The exhibit’s 75 works by more than 36 artists include Lundeberg’s Microcosm and Macrocosm (1937), which contrasts bacteria with the scale of a galaxy, and Noguchi’s E= MC2 (1944), a papier-mâché starburst that represents the conversion of matter into explosive energy.

As proof of Dimensionism’s continuing relevance, faculty members who include Geeta Govindarajoo, a professor of chemistry and chemical biology, have incorporated the exhibit into their fall 2018 curricula. Govindarajoo will include the exhibit in her “Chemistry of Art” course, which examines the intersection of chemistry with the visual arts, including the principles of color, paint, paper, clay, glass, metals, forgeries and issues of environmentally sustainable art.

“Science and art have always been fused,” Govindarajoo said. “Figuring out how to make a specific type of paint through experiments with pigment and dye, learning how corrosion can affect metal or how to build a structure that will last for centuries like the Romans – it all requires a level of science. And this exhibit offers, quite literally, a multidimensional way to explore the ways art and science inform each other.”

Zimmerli Museum Director Thomas Sokolowski said the museum will hold seminars by Rutgers physicists, engineers, astronomers and other faculty on the nexus between art and science.

“We have been assembling a cohort of faculty from all across the disciplines represented at Rutgers in fruitful discussions about how best to engage the university community in intellectual debate over synchronicities between the arts and sciences,” Sokolowski said. “Across the board, physicists, engineers and astronomers are planning seminars, lectures and a day-long symposium to address commonalities in the ways in which the two halves of the brain overlap. We believe this project will be a game-changer in the way the Rutgers community explores intellectual discourse.”

 Vanja Malloy, former curator of American art at the Mead Art Museum, organized the exhibit.

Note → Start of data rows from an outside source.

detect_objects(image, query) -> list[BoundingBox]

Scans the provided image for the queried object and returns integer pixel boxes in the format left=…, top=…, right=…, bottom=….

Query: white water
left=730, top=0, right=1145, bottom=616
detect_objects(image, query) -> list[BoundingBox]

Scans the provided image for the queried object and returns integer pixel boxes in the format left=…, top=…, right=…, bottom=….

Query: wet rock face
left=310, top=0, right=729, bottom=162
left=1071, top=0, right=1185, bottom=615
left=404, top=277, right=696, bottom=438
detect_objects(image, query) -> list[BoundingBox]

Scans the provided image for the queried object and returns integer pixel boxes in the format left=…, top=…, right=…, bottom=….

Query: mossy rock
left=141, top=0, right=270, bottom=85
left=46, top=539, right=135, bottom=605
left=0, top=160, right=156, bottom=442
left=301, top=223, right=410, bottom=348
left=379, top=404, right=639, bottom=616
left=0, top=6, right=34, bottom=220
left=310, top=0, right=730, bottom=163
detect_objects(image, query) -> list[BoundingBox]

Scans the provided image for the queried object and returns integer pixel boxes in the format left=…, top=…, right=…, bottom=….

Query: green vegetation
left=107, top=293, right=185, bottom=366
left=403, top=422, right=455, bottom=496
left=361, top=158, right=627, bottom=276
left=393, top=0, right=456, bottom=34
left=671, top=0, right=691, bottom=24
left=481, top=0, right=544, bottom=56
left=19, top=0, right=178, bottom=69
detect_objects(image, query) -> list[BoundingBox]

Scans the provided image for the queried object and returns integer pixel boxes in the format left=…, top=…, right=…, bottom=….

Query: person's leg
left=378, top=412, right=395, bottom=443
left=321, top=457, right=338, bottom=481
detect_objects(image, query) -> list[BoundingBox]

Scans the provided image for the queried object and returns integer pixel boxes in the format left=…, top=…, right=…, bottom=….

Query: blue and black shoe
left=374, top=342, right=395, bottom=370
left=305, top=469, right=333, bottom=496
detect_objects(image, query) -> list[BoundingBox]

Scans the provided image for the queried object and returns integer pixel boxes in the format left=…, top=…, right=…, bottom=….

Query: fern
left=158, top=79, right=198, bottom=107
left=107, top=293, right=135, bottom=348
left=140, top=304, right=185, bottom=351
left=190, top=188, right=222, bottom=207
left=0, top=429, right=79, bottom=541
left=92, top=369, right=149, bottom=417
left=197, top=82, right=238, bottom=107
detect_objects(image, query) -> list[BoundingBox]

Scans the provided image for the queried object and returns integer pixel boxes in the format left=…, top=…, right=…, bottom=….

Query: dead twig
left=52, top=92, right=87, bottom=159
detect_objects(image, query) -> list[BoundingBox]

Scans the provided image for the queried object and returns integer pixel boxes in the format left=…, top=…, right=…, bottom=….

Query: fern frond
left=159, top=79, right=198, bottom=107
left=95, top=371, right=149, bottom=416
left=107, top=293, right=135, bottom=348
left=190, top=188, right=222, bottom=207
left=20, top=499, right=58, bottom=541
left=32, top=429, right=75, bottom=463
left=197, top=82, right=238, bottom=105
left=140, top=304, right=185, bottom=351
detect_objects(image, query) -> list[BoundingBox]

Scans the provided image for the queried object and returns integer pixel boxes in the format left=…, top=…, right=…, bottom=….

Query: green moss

The presentation at the Zimmerli, on display through Jan. 5, is organized by Donna Gustafson, curator of American art and Mellon Director for Academic Programs. The exhibit is funded by The Henry Luce Foundation , the Terra Foundation for American Art , the Arts at Amherst Initiative, the Hall and Kate Peterson Fund, the David W. Mesker ’53 Fund, and the Wise Fund for Fine Arts. The presentation at the Zimmerli is additionally funded by a grant from the Middlesex County Cultural and Arts Trust Fund, and by the Salgo Trust for Education.